A simple explanation for the "spontaneous generation" of lice may be the need for a blood meal. Note that Chazal define the "spontaneity" if you will, as not being born from "zachor u nekava". Lice and mosquitos are notable for needing a blood meal in order to generate a large number of eggs. After normal fertilization by a male, a female without a blood meal will lay very few, if any, eggs. After a blood meal, the number of eggs laid skyrockets. Also, a fertilization in the beginning of the summer will suffice for the entire season. So a randomly captured louse or mosquito would look as if it were spontaneously (without the need for a male) generating.

Freelance Kiruv Maniac said...

The first solution above does not at all avoid the male-female eproduction issue at all.
The second solution cannot work in light of the gemara Bechoros citing Chazal's awareness of YEARS long gestation period of certain snakes.
So a fertilization lasting only one season is a non-starter.

Freelance Kiruv Maniac said...

I think the solution of He who must not be named is quite Slifkin/Kaplan-esque.
Did you read the last chapter in Mysterious Creatures and his solution to the dirt mouse? It is very similar to yours here.

Its nice, but a little ad hoc. You are still saying the Chacmei Hatalmud were misled by the science of his time to allow what is essentially Chillul Shabbos for untold generations.
This is beyond credulity from a traditional POV.

He Who Must Not Be Named said...

The first solution above does not at all avoid the male-female eproduction issue at all.

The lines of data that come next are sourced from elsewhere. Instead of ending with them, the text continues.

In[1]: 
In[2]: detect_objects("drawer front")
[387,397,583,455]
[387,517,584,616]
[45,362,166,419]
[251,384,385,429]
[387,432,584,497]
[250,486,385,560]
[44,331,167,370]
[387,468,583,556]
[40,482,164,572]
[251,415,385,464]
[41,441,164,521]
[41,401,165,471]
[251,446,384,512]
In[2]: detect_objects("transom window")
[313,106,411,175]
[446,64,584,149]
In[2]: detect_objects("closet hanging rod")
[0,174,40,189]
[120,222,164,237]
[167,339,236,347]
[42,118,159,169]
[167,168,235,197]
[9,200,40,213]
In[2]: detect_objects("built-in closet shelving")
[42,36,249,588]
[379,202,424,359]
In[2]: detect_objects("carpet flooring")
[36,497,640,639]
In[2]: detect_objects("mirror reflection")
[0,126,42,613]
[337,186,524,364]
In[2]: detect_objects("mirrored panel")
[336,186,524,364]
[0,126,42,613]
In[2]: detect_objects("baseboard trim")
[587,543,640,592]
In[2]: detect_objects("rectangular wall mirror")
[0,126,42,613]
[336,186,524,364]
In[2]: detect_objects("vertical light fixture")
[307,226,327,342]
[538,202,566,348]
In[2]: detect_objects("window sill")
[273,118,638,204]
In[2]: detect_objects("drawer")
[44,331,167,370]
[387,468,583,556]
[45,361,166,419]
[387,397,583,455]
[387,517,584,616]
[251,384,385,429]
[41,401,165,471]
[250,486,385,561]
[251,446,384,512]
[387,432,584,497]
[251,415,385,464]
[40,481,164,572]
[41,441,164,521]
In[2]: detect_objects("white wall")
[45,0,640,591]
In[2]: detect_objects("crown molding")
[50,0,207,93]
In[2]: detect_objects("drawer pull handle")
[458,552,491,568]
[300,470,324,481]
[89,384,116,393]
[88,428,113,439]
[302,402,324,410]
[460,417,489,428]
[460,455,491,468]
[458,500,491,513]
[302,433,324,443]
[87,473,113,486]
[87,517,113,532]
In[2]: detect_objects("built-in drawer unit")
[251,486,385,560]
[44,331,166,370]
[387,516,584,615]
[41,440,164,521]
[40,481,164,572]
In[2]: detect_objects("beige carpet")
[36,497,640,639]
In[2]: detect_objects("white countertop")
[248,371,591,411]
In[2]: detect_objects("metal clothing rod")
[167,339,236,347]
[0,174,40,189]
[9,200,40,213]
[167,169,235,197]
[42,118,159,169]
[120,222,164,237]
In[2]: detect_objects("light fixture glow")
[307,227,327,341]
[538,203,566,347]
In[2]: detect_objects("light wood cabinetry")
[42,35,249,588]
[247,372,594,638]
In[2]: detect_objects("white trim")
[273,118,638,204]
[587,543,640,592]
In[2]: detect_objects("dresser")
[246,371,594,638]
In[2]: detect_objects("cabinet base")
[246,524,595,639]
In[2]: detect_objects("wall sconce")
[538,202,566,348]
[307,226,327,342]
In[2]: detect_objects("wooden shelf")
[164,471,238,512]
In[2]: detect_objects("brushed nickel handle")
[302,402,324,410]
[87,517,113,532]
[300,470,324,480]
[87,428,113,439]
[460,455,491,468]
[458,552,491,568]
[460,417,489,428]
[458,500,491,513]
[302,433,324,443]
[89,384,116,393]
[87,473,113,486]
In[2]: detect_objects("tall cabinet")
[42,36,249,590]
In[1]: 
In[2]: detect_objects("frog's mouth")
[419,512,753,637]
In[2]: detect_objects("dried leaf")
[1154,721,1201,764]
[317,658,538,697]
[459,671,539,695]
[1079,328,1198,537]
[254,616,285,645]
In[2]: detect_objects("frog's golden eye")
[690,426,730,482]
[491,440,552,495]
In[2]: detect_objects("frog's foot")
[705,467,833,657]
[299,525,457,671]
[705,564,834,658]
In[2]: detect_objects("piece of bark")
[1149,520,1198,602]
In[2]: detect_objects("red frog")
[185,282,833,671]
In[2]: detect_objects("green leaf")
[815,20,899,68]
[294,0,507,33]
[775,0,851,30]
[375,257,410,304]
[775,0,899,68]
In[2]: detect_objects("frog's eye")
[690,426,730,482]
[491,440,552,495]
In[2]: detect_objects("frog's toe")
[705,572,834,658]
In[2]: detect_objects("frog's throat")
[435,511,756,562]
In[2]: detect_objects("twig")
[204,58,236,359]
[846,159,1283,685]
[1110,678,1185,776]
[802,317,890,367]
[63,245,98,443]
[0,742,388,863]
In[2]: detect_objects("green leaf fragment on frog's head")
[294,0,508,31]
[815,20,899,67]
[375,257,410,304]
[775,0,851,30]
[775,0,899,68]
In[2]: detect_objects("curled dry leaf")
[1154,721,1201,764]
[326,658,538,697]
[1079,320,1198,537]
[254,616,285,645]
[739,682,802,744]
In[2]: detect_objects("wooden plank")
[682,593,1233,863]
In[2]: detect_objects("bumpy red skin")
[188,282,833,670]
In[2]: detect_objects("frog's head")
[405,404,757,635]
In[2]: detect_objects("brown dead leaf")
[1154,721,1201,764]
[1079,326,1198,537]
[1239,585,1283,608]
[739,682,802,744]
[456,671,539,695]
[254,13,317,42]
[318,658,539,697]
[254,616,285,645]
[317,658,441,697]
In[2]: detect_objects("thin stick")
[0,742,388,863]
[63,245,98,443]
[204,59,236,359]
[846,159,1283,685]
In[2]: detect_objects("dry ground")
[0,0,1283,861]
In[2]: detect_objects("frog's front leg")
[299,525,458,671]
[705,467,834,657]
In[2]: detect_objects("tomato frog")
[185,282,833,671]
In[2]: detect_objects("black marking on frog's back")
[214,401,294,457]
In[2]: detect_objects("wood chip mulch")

I'm not sure what you mean. What is the "first solution"? Rabbi Auerbach's?

He Who Must Not Be Named said...

The second solution cannot work in light of the gemara Bechoros citing Chazal's awareness of YEARS long gestation period of certain snakes.
So a fertilization lasting only one season is a non-starter.


I don't understand your point here either. I'd be obliged if you'd elaborate.

He Who Must Not Be Named said...

You are still saying the Chacmei Hatalmud were misled by the science of his time to allow what is essentially Chillul Shabbos for untold generations.
This is beyond credulity from a traditional POV.


1. It wasn't (/isn't) chillul Shabbos for anyone who, using the proper halachic process, paskened that killing lice was (/is) mutar.

2. What leads you to believe the proposed solution is "beyond credulity from a traditional point of view?"

3. What leads you to believe the proposes solution is factually incorrect?